No woman has held the post of chair of the Commission of the African Union. Dlamini-Zuma, served as minister of foreign affairs between 1999 and 2009.
She is also credited for working hard to put forward South Africa’s candidature for a seat on the United Nations Security Council and for her efforts in “peace-building” on the African continent.
During her days at the then department of foreign affairs, Dlamini-Zuma commissioned a study to conduct a comprehensive analysis of the root causes of conflict in Africa.
The study found that among the triggers of conflicts was electoral fraud, ethnicity, state resources, vested interests by foreign actors and the cavalier construction of colonial borders at the end of the 19th century.
She is widely seen as having effected a turnaround in the hitherto chaotic department of home affairs over the past two years, tackling the corruption and mismanagement that have plagued it.
There were numerous obstacles, which we will have to deal with in the six months ahead. Ahead of the election, Dlamini-Zuma’s backers were worried that Francophone countries might be influenced by the French to vote for Ping and snub South Africa, Africa’s biggest economy.
The United States meanwhile denied a report that Washington, along with Paris, were actively opposing Dlamini-Zuma’s candidacy against Gabonese Ping’s bid for a second term.
“The United States considers the selection of leadership for the Commission of the African Union to be an issue that is entirely for African states to decide,” the US embassy said in response to Friday’s report in the Mail & Guardian.
“Contrary to speculation, the United States has no preferred candidate, and we have consistently maintained neutrality on possible candidates for the chair.”
Nigeria has also been cited by South African diplomats as a major obstacle to the bid.
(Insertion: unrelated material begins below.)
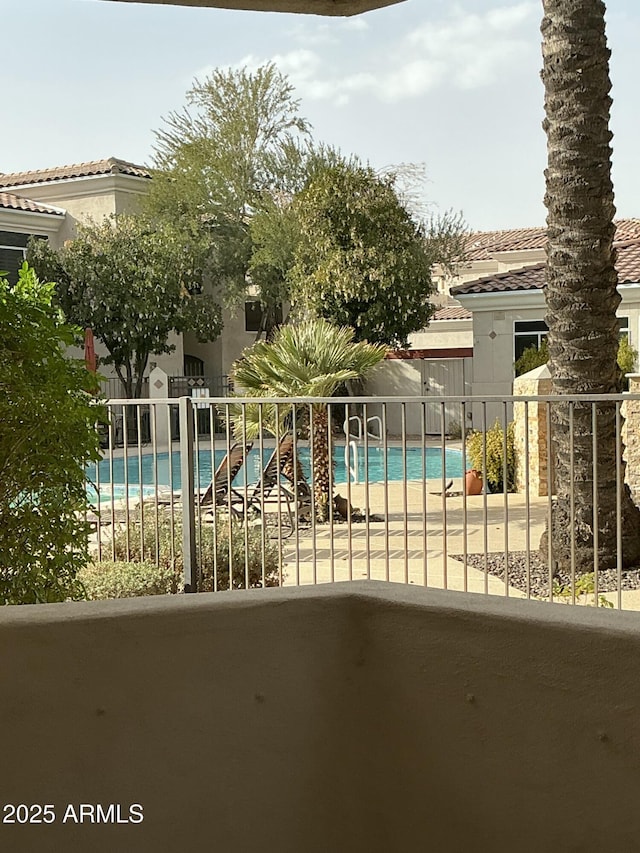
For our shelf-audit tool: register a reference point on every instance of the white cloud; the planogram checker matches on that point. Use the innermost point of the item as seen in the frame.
(465, 50)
Relations between the two countries have been in a funk for some time, but it deepened over South Africa’s backing of former president Laurent Gbagbo during the battle for control of Côte d’Ivoire.
Ping is no longer eligible for re-election and this paves a way for Dlamini-Zuma to give it another shot and lobby even harder ahead of the next summit.
“The message that is very clear, if you check the rule book, is that the incumbent shall vacate and the deputy chair will act until the next election. So nothing stops us from fielding the same candidate because she has shown or proven to be a formidable candidate that the incumbent could not defeat,” said Nkoana-Mashabane, in a statement.
“It was a vote of no-confidence in his [Ping] leadership. African countries were clearly unhappy with an AU that was ran from Paris. This provides us an opportunity to elect someone from a country which does not have neo-colonial hang-ups,” according to the diplomat who attended AU Summit in Addis Ababa, Ethiopia.
The elections for the position of new AU Commission chair will now be held at Malawi’s capital Lilongwe in June. This is where we need all hands on deck to make this a resounding success!